Bose shows how both Gandhi and Netaji Subhash Chandra Bose tapped this ‘diasporic public sphere’ that was ingeniously carved out by Indians as historical subjects in their own rights. He traces the career of Gandhi in South Africa and Bose in the period of the Second World War in south East Asia to show how their anti-colonial nationalism was derived from the multiple, real and imaginary, notions of nation that intermingled with the global and religiously defined universalistic strains in expatriates. This accommodation of cultural difference rather than western derived ‘secular’ notion of nation state was exported to India. It proved critical in the formation of the idea of nation that was specific to the Indian context and not emulative of the West.

 

That the nation in the making was so multifaceted was evident in the travelogues of Muslim pilgrims to Mecca. As also in the travel literature of Tagore that described his visits to Muslim lands. Bose uses fascinating travel diaries of pilgrims to tell us the story of how during the international Haj pilgrimage the Muslim mind balanced the spiritual universal with its predicaments of being subjects in colonial India.
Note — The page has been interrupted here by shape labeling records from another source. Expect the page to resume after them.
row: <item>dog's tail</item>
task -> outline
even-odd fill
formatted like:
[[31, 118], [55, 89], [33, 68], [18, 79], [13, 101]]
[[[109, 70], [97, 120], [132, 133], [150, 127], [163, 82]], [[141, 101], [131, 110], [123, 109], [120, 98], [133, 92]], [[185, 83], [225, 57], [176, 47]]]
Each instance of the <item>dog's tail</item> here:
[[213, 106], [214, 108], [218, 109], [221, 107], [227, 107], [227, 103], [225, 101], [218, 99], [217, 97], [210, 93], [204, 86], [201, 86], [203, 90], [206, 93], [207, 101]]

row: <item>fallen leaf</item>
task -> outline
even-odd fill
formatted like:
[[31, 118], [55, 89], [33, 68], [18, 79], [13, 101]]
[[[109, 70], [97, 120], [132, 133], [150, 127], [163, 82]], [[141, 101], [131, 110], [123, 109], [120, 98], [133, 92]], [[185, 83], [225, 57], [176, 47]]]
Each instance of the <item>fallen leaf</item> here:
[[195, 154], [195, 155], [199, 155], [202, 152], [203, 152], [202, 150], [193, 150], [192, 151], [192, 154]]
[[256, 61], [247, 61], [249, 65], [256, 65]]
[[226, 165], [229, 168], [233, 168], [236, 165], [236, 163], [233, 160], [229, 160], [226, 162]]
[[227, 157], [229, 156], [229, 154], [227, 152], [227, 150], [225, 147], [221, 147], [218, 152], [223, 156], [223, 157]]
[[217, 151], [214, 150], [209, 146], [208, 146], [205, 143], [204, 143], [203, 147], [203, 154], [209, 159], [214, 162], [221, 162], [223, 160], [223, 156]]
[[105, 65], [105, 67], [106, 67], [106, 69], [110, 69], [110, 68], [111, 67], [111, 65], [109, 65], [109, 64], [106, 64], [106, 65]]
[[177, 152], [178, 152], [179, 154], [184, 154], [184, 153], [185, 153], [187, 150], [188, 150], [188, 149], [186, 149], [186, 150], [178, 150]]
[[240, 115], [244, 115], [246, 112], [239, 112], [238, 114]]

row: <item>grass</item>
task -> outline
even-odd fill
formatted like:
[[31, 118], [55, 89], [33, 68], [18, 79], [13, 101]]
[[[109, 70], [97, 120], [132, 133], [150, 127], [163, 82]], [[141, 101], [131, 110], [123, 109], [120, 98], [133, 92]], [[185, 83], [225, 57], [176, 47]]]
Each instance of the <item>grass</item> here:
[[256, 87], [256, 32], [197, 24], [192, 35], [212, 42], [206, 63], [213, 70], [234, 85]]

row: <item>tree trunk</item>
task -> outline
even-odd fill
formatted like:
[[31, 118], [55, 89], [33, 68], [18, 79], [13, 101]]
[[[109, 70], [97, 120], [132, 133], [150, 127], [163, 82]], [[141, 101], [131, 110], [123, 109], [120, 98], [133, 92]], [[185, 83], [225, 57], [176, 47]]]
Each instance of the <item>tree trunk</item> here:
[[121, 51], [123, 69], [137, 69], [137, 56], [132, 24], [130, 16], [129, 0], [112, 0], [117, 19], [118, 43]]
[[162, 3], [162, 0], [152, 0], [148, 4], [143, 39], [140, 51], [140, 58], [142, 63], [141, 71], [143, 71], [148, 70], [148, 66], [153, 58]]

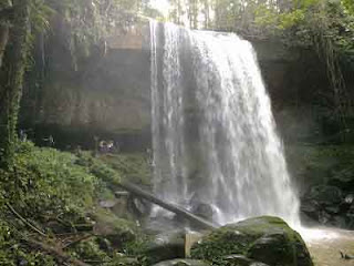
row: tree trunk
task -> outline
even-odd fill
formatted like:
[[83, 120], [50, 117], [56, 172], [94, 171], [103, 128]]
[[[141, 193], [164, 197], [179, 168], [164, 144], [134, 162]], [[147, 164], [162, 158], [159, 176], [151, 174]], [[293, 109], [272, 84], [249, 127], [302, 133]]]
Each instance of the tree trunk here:
[[[13, 1], [13, 25], [10, 29], [10, 45], [7, 49], [3, 124], [1, 130], [2, 162], [9, 166], [17, 143], [17, 123], [22, 96], [23, 74], [29, 44], [30, 6], [29, 0]], [[2, 122], [1, 121], [1, 122]], [[2, 134], [3, 133], [3, 134]]]

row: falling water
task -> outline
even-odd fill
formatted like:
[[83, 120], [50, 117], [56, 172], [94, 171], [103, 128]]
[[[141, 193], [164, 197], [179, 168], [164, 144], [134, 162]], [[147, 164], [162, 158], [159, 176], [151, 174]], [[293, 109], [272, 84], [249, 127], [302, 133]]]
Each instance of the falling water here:
[[252, 45], [150, 22], [155, 193], [220, 224], [298, 222], [283, 147]]

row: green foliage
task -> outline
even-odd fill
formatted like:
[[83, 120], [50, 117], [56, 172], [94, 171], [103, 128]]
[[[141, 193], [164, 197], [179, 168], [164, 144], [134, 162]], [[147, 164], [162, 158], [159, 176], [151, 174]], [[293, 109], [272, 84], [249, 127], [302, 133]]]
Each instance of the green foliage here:
[[70, 153], [19, 144], [11, 171], [0, 170], [6, 197], [39, 215], [91, 206], [97, 178], [75, 161]]
[[144, 153], [107, 154], [101, 160], [122, 174], [122, 178], [134, 184], [149, 186], [152, 181], [152, 167], [149, 158]]

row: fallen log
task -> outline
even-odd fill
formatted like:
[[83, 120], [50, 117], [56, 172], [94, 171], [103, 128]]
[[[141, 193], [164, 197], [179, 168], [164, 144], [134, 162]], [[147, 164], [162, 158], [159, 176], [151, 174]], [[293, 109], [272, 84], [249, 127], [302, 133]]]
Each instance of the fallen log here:
[[205, 229], [214, 229], [214, 228], [219, 227], [219, 225], [214, 224], [209, 221], [206, 221], [206, 219], [188, 212], [185, 208], [181, 208], [181, 207], [176, 206], [171, 203], [163, 201], [163, 200], [156, 197], [155, 195], [153, 195], [152, 193], [143, 191], [142, 188], [139, 188], [136, 185], [129, 184], [127, 182], [122, 182], [122, 183], [119, 183], [119, 186], [122, 188], [126, 190], [127, 192], [129, 192], [138, 197], [142, 197], [146, 201], [149, 201], [158, 206], [162, 206], [163, 208], [166, 208], [167, 211], [173, 212], [173, 213], [179, 215], [180, 217], [183, 217], [187, 221], [190, 221], [191, 223], [194, 223]]

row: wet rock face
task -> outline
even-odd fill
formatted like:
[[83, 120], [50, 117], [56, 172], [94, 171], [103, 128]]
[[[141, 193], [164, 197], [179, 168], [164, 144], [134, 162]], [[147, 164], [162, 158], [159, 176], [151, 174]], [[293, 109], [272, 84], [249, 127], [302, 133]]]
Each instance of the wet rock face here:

Mecca became the site where the divine sovereignty offered the universal frame in which issues of temporal sovereignty like being subjects of Britain, the political fissures within the umma (community) and other conflicting identities were played out. Similarly, Tagore’s sojourns to Baghdad and Iran, and his visits to the grave sites of Iranian poets, Saadi and Hafiz in Shiraz, reminded him of his own universalism even as he appreciated and dwelt in their worldview crafted in dance, poetry, and music. Bose sees this bonding and nostalgia for the past as an effort to contribute to the global futur. An alternate worldview and universalism to that offered by the western nation state model.

 

This is a sophisticated, lucid and fine history of the Indian Ocean region, which revolutionizes our landlocked thinking of anti-colonial nationalism, nation state, globalization and modernity. Historians and political scientists have questioned these concepts as being western derived. But their import to India through the experiences of Indian diasporic communities is less known. The value of the admirable scholarship on display here is that it adds a brand new perspective from the Ocean that comes as a welcome whiff of fresh air to those tired of landlocked narrow readings of India’s colonial experience. However, one may hesitate to share entirely Bose’s optimism about the adoption of the alternate nation state model of cultural and religious accommodation based on blood rather than rights that were experimented in the diaspora public sphere. It is not very clear what he implies here. But if the allusion is to the failure of the post-colonial ‘secular’ nation state, and its slippage into divisive religious majorityism, then one is not too sure if this is because it is entirely modelled on the western ‘secular’ model. Perhaps it is the combined legacy of the diasporic model and the British colonial one that frames our governance. That is a lead that this fascinating account of the early 20th century offers to the political scientists to chew on!

 

Seema Alavi is Zakir Husain Professor of History at Jamia Millia Islamia, New Delhi.